Some sample exam 1 questions:
- BRIEFLY define the following terms and give an example of how each term is used.
- The Turing Test
- Rational Agent
- Percept
- PEAS
- Uninformed Search
- Depth-Limited Search
- Iterative Deepening
- Best-first Search
- Greedy Search
- Heurstic
- Admissible Heuristic
- Consistency for a Heuristic
- Dominance for Heuristic
- Iterative Improvement Algorithm
- Global Maximum (Minimum)
- Local Maximum (Minimum)
- Simulated Annealing Algorithm
- Beam Search
- Constraint Satisfaction Problem
- Forward Checking
- Arc Consistency
- Perfect Information Game
- Imperfect Information Game
- Deterministic Game
- Chance Game
- Game versus Search
- Evaluation Functions
- Knowledge Based
- Inference Engine
- Knowledge-Based Agent
- Syntax of a Logic
- Semantics of a Logic
- Entailment
- Model
- Inference
- Sound Inference
- Complete Inference
- Pick an agent problem and explain the terms observable, deterministic, episodic, static, discrete and single-agent with respect to that problem.

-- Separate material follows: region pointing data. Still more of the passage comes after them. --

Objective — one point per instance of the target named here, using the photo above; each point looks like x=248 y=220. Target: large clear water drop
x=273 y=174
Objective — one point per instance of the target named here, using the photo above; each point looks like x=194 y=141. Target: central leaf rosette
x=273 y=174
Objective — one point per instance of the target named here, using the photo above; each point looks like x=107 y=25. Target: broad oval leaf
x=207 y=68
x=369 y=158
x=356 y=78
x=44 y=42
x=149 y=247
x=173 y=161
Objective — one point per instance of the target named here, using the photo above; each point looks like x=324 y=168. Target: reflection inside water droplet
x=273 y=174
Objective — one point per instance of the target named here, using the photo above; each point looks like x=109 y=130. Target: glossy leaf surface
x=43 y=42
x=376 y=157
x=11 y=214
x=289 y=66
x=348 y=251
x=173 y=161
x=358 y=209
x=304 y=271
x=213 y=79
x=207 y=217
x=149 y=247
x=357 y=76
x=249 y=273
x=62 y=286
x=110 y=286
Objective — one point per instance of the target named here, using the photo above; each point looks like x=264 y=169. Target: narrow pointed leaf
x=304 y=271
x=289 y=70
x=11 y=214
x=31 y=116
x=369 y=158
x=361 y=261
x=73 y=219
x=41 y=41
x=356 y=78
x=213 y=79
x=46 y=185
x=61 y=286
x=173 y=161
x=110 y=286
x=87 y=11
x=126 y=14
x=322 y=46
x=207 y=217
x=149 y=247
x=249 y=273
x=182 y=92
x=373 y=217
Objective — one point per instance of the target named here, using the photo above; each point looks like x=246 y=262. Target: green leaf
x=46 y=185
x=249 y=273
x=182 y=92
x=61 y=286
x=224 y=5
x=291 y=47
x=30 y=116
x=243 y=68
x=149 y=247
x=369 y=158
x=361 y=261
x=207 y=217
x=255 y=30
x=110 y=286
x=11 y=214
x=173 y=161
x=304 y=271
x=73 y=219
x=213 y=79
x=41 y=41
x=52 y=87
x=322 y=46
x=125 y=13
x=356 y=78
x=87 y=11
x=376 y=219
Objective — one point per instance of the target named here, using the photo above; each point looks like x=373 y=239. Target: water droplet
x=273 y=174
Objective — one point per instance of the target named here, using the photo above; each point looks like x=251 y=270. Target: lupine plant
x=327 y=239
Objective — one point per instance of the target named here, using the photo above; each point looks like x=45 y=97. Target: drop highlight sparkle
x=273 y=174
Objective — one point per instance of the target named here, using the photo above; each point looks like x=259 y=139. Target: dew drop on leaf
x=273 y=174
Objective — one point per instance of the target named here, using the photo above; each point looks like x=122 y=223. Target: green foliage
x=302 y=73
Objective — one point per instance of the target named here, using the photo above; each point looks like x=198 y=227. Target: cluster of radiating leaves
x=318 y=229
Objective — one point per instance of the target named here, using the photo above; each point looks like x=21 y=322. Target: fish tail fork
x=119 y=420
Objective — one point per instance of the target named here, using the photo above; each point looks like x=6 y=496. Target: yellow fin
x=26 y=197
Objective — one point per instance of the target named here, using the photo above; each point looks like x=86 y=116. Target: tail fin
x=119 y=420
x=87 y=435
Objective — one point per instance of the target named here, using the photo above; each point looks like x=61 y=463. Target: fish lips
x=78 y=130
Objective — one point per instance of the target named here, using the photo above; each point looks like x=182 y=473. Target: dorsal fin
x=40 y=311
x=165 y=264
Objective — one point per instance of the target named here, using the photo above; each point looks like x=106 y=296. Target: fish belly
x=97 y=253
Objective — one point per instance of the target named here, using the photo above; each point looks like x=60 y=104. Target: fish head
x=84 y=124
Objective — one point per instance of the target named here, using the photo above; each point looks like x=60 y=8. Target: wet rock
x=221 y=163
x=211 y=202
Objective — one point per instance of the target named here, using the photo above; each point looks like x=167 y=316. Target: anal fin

- Give algorithms for the following (in addition, for each algorithm indicate whether the search is complete, optimal and give some estimate of the cost of the algorithm):
- Breadth-First Search
- Depth-First Search
- A* Search
- Simulated Annealing
- Hill Climbing
- Minimax Search
- Minimax Search with alpha-beta pruning
- Define a graph with costs and a heuristic cost to the goal for each node and show the order the nodes would be visited in a depth-first search, breadth-first search and an A* search.
- Why is it important for a heuristic to be admissible for A* search to be optimal. Give an example where a heuristic is not admissible and would result in a non-optimal path.
- What is a constraint satisfaction problem? Give an example and show a solution to that problem.
- What form of search is used to solve constraint satisfaction problem? Define the following heuristics and how they relate to this search: minimum remaining values, degree heuristic, and least constraining value.
- In constraint satisfaction, what is forward checking, constraint propagation and arc consistency?
- Show minimax search for some game tree. How would alpha-beta pruning apply?
- Does alpha-beta pruning effect the optimality of minimax search? Explain.
- Why is minimax search generally not used for real games? How is the search algorithm altered for such games?
- How is chance incorporated into minimax search? Give an example.
- How is a logic described? Give an example of a logic and explain all important aspects.